Les femmes violées, oubliées par l’Etat
Seul un petit nombre de femmes qui ont été victimes de viols durant la guerre, ont accepté d’être prises en charge par les institutions compétentes. Les autres femmes victimes souffrent en silence.
Dimanche, 4 Janvier 2015 - 18:17
albinfo.ch
Durant la guerre du Kosovo en 1999, environ vingt mille femmes kosovares ont été agressées sexuellement. Ces femmes portent aujourd’hui les stigmates de la guerre et uiquement un petit nombre d’entre-elles ont accepté la prise en charge mise en place par les institutions publiques compétentes.
Dans le Centre de réhabilitation pour les survivants de tortures, cent femmes sont suivies actuellement. Dans le passé, des femmes ont été traités dans ce centre, mais l’ont ensuite quitté. D’autres, en raison des préjugés, ne recourent pas à ce type de services.
Feride Rushiti, directrice du centre de réhabilitation des survivants de la tortue affirme que le soutien envers cette catégorie de victimes a été superficiel.
«De 1999 à 2014, je peux librement dire que c’est seulement la société civile qui, à travers différents programmes et projets partiels, a tenté de venir en aide à cette catégorie » affirme Rushiti. Selon elle, les victimes sexuelles au Kosovo vivent dans des conditions très difficiles.
En juillet 2014, la vice-Première ministre Edita Tahiri a lancé une campagne de justice à l’échelle internationale pour les femmes violées durant la guerre du Kosovo. Elle a initié une pétition qui a réuni 115 mille signatures, et qui a ensuite été adressée au Secrétaire général de l’Organisation des Nations-Unies (ONU).
Tahiri a demandé à l’ONU d’inclure le Kosovo dans leur rapport sur les femmes violées durant les guerres dans le monde.
« Après avoir communiqué les résultats, nous avons préparé les statistiques avec toute la documentation nécessaire, nous avons écrit à l’ONU, nous avons écrit au Bureau de la Haute représentante de l’ONU, Mme Bangura, mais nous n’avons à ce jour reçu aucune réponse » explique Tahiri.
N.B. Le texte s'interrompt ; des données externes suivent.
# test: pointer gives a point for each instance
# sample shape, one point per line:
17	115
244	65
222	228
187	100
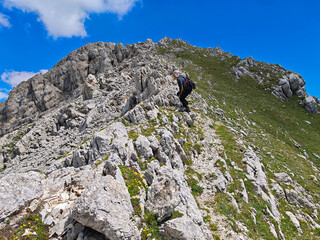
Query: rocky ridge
110	156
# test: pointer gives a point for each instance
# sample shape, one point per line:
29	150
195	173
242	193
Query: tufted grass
272	128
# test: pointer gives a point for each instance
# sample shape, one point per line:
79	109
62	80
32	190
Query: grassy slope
278	125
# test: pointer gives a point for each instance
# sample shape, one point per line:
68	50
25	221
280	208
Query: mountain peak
99	147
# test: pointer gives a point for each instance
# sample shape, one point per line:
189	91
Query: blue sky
36	34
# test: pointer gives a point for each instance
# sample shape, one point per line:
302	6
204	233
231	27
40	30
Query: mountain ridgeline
98	148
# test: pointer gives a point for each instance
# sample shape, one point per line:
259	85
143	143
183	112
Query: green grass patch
31	221
151	229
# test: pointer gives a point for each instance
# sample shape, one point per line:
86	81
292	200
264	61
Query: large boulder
18	189
143	147
105	207
184	229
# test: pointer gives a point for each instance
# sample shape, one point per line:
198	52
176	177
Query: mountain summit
98	148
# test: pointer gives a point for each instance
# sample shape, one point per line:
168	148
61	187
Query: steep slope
98	148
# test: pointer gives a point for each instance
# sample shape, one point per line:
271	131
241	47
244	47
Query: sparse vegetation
29	227
272	128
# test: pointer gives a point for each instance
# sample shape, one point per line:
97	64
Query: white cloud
13	78
4	21
65	18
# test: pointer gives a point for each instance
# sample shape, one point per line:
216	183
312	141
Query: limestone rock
184	229
143	147
18	189
105	207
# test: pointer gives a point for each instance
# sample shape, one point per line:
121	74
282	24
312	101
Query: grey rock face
182	228
16	190
105	207
143	147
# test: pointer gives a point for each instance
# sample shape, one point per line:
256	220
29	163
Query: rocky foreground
97	148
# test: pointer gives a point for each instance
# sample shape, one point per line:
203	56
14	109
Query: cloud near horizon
4	21
65	18
13	78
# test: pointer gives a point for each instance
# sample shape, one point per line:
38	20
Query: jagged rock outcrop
100	149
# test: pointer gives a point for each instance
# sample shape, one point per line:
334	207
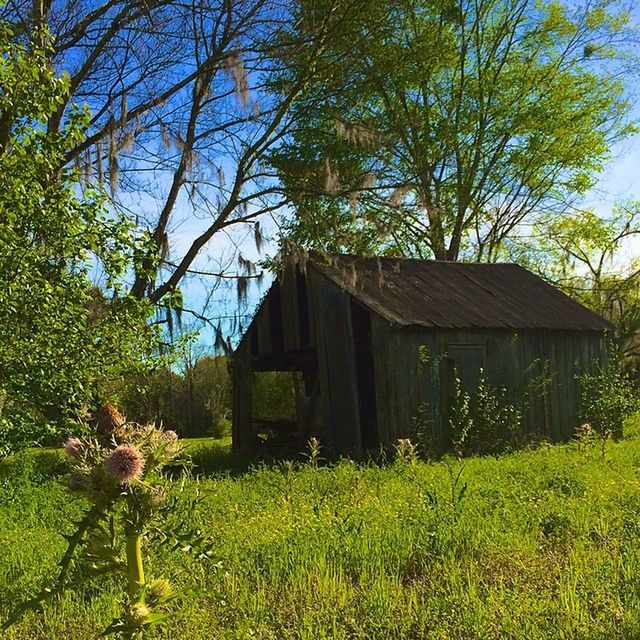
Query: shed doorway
365	376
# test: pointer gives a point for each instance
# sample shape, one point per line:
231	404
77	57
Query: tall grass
541	544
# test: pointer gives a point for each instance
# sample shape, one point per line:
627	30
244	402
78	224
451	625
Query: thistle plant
123	481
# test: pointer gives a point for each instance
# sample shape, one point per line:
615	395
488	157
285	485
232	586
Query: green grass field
542	543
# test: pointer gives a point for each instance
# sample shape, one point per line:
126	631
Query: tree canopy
452	123
61	337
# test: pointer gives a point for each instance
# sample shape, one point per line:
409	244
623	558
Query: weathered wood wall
305	324
412	365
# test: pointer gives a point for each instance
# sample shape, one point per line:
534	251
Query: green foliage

A ce sujet, Kpress publie la confession abominable d’une femme de souche albanaise agressée sexuellement durant la guerre par des soldats serbes. Selon elle, tout a commencé alors qu’elle et les membres de sa famille se sont établis dans une maison dans le but de ne pas tomber aux mains des forces serbes. Malheureusement, c’est dans cette maison qu’elle a trouvé l’enfer.
C’est après 15 minutes que les forces serbes sont entrées avec violence, avant de menacer de mort tous ceux qui se trouvaient dans la maison, y compris les personnes âgées, les femmes et les enfants.
La jeune femme a été trainée de force à l’extérieur de la maison. « Il m’a agrippé par l’arrière du cou et par le pull, avant de me pousser vers une autre pièce. Il a invité aussi un autre, mais ce dernier lui a répondu « non, je dois m’occuper des autres ici ». Lorsqu’il m’a amené vers une autre pièce, un simple mur me séparait des autres… je ne savais pas ce qui m’attendait » raconte-t-elle.
Ses yeux étaient rivés sur les couteaux aiguisés des paramilitaires, et elle pensait au massacre qui pourrait se produire contre elle. Elle n’avait pensé au viol.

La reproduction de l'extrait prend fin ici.